O Mundo dos Pequeninos - Uma Desvalorizada obra-prima

A verdadeira escala de nossa existência

Raphael Klopper - Editado por Fernanda Simplicio
Já imaginou se as “Viagens de Gulliver” se misturasse com “Querida, Encolhi as Crianças” em formato de animação?!
Bem, não tem muito a ver com O Mundo dos Pequeninos, só se estivermos falando de uma história de um universo gigantesco e épico enfiado dentro de um cenário íntimo e pequeno, semelhante a essas histórias e à disparidade de tamanhos de ambos os mundos fundidos em um criando toda a fantasia que se apresenta dentro da história. Ou, como no caso da maioria dos filmes de Ghibli, o desafio e o objetivo é como imergir essa fantasia e história em nossos temas e dramas do mundo real a serem explorados.
 
Nesse sentido, O Mundo dos Pequeninos pode quase ser visto como se fosse Meu Amigo Totoro misturado com A Vida de Inseto até certo ponto, porque, assim como em todos os casos dentro do ramo de adaptações de obras da Ghibli adaptando títulos da literatura ocidental, como é aqui o caso com Os Pequeninos Borrowers, de Mary Norton, sendo traduzido para a língua japonesa e sua própria mitologia, ao mesmo tempo em que se busca se adaptar à visão humanística de todos os filmes de Ghibli. É sempre um prato cheio de potencial e, falando apenas em uma escala imaginativa, este é um dos momentos mais altos do estúdio, embora não seja realmente um dos melhores em comparação com muitos outros.
   
Não é um filme com grandes tropeços ou quaisquer falhas fracas e aparentes, o problema parece estar no que não tem, que é parecer faltar mais duas horas de história aqui, porque o filme inteiro parece ser uma construção lenta, calma, auto-meditativo de um primeiro ato de uma história que ainda está para começar.

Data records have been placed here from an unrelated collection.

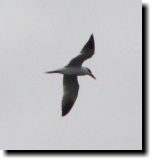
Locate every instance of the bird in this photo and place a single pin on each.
(70, 73)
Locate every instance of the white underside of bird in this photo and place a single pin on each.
(71, 71)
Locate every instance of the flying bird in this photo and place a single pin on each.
(70, 73)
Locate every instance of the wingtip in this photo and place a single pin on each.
(91, 35)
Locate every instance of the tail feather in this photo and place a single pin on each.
(53, 72)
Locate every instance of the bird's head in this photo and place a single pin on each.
(88, 72)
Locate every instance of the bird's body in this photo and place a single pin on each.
(71, 71)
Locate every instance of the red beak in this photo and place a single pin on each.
(92, 76)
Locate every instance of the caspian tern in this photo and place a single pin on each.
(71, 71)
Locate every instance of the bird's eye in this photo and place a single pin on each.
(89, 70)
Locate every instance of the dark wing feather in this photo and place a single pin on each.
(70, 87)
(86, 52)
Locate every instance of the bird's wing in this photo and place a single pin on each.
(70, 87)
(86, 52)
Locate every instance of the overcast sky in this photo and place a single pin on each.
(43, 35)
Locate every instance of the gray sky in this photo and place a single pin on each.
(38, 36)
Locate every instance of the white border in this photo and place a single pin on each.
(107, 157)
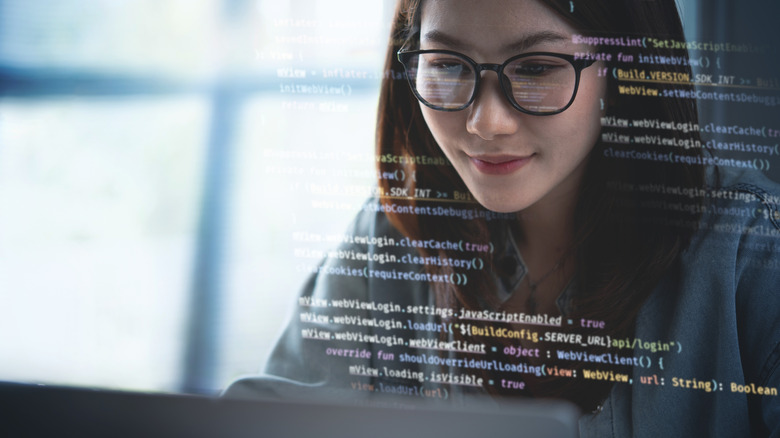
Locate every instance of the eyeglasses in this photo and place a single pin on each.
(538, 83)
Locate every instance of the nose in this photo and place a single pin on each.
(491, 115)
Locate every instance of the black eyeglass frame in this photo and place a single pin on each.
(578, 64)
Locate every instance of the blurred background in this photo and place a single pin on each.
(157, 158)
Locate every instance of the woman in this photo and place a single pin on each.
(558, 262)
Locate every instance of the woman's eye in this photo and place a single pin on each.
(534, 69)
(448, 65)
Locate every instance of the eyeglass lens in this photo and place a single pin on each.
(538, 83)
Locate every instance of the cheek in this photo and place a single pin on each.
(444, 126)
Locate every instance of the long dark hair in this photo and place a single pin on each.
(623, 242)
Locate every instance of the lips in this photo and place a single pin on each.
(499, 164)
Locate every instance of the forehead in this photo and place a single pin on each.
(491, 26)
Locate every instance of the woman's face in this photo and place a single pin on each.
(510, 160)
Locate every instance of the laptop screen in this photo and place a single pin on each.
(419, 200)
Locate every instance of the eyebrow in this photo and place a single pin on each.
(521, 45)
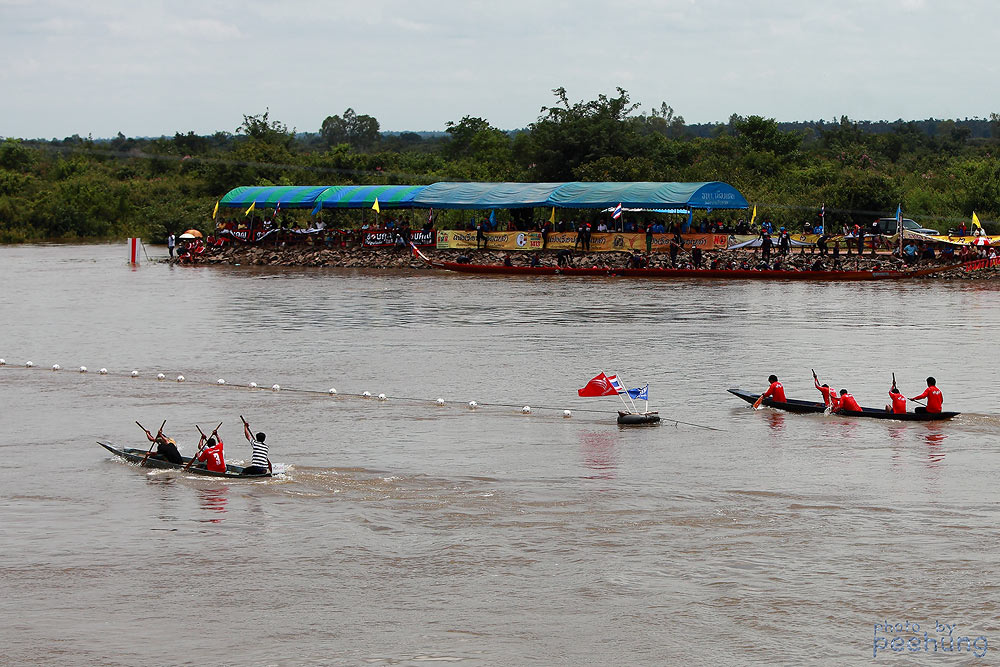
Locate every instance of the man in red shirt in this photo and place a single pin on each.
(212, 456)
(847, 402)
(775, 392)
(933, 396)
(898, 405)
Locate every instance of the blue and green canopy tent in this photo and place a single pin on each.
(481, 196)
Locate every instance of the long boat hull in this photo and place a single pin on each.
(793, 405)
(731, 274)
(137, 456)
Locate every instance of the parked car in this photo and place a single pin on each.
(888, 227)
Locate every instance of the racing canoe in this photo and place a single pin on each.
(792, 405)
(137, 455)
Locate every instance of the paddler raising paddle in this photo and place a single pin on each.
(776, 392)
(829, 395)
(933, 396)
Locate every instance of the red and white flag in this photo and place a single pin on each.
(602, 385)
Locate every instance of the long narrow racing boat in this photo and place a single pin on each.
(793, 405)
(137, 456)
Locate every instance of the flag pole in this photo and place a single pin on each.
(627, 394)
(616, 391)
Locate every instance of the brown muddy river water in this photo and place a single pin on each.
(403, 532)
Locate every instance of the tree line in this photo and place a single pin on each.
(85, 188)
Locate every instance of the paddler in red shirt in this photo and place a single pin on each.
(775, 392)
(898, 405)
(847, 402)
(212, 455)
(829, 395)
(933, 396)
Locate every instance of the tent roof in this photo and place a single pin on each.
(363, 196)
(289, 196)
(487, 195)
(708, 195)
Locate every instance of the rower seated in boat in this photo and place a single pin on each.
(212, 455)
(898, 404)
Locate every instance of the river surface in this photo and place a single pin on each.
(403, 532)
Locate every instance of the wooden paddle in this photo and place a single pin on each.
(152, 440)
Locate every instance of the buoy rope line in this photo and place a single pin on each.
(333, 393)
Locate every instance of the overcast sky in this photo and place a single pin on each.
(152, 67)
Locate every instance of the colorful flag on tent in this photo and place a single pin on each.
(642, 393)
(599, 385)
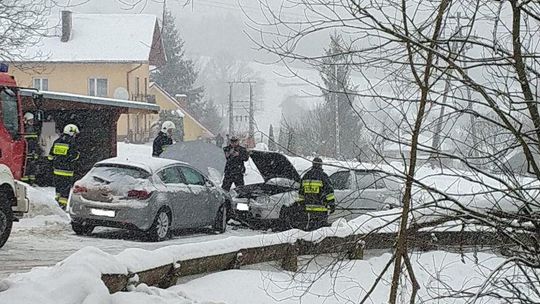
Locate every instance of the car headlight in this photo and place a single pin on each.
(242, 206)
(263, 199)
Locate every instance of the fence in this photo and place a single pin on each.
(351, 247)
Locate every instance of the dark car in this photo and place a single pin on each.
(153, 195)
(357, 191)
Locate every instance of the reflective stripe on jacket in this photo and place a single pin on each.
(64, 154)
(316, 191)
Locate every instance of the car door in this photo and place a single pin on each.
(200, 202)
(370, 198)
(178, 196)
(341, 181)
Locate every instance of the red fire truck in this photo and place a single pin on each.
(13, 198)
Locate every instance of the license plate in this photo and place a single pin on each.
(101, 212)
(242, 207)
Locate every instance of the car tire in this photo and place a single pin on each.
(6, 218)
(284, 222)
(220, 222)
(161, 228)
(82, 229)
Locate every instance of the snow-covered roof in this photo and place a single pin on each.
(405, 143)
(181, 111)
(150, 164)
(93, 100)
(101, 38)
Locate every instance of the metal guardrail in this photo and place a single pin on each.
(351, 247)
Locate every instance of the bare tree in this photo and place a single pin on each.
(22, 24)
(406, 53)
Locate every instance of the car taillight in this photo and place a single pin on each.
(139, 194)
(79, 189)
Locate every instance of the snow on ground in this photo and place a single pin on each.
(77, 279)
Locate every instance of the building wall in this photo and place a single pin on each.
(74, 78)
(192, 131)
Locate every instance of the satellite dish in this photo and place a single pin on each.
(121, 93)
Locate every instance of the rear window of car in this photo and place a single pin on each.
(113, 172)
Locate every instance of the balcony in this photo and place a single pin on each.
(143, 98)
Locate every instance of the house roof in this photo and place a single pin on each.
(60, 100)
(404, 143)
(102, 38)
(180, 107)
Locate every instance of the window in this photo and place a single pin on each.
(193, 177)
(365, 180)
(9, 111)
(171, 176)
(41, 84)
(98, 87)
(111, 172)
(340, 180)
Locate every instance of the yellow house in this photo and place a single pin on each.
(193, 129)
(106, 55)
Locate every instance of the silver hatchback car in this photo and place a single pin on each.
(154, 195)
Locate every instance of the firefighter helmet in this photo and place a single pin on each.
(167, 125)
(71, 130)
(317, 162)
(28, 116)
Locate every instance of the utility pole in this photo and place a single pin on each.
(336, 99)
(251, 113)
(251, 108)
(436, 142)
(231, 114)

Se estendendo por muito tempo explorando e aparentemente introduzindo o pequeno mundo dos "borrowers" (traduzido livremente como os “emprestadores”), enquanto segue a protagonista de Arrietty e sua vida diária familiar tentando sobreviver enquanto procuram e pegam emprestadas bugigangas, restos e objetos esquecidos da casa humana onde eles vivem já que são seres pequeninos do tamanho de uma formiga vivendo em seu próprio pequeno universo dentro do nosso.
 
E mais tarde tentar explorar uma espécie de relacionamento amoroso e de amizade que ela estabelece com o menino humano Shô, enquanto explora sua própria pequena crise existencial por ter um problema cardíaco que o coloca perto do risco de morte na futura cirurgia que ele passará.
Ao mesmo tempo que temos uma subtrama da empregada doméstica egoísta que parece ter um pouco de rancor e aversão contra os borrowers ao tentar capturá-los, exterminar sua casa e provar sua existência apenas pela fama que ela conquistará por essa descoberta, e nossos heróis precisam se unir para lutar contra as probabilidades do mal que oprimem a existência dos pequenos seres.
 
Tudo isso é praticamente um terreno bastante perfeito e que cuja narrativa é explorada de forma visual muito criativa na ótima direção Hiromasa Yonebayashi que possui momentos para brilhar ALTO aqui. Mas no exato momento em que a história parecia estar pronta para entrar em um nível totalmente diferente de desenvolvimento e progressão, as coisas caminham rapidamente em direção ao “clímax” e nossos personagens fazem suas despedidas emocionadas e tudo está bem e feliz agora. O que é uma pena porque, embora se entenda que a proposta aqui é exatamente de ser uma história íntima em pequena escala, e que é perfeitamente bem-sucedida nisso, mas enquanto que o filme também parece provocar potenciais que ele nunca alcança ou sequer tem a chance de o fazer.
 
Embora o drama principal entre Arrietty e Shô se constrói de forma ótima e envolvente, e diferencial ao se rondar em torno de um tom triste e quase amargo, de coisas impossíveis de se sustentarem pelas circunstâncias em que vivem, cada um em sua própria natureza e seres, com as escalas de problemas bem delineadas em sua disparidade. Onde os sonhos, os sentimentos nas relações, os lugares onde criamos nossas raízes, os momentos onde encontramos propósito e felicidade, tudo acontece e passa muito rápido com pouco tempo para se resgatar, apenas os sentimentos que tiramos dessas breves experiências que marcam nós para sempre. Essa é a força dramática altamente complexa que se rege por trás do núcleo de O Mundo dos Pequeninos, e  que ressoa fortemente dentro do elenco de personagens realmente amáveis que cercam o filme.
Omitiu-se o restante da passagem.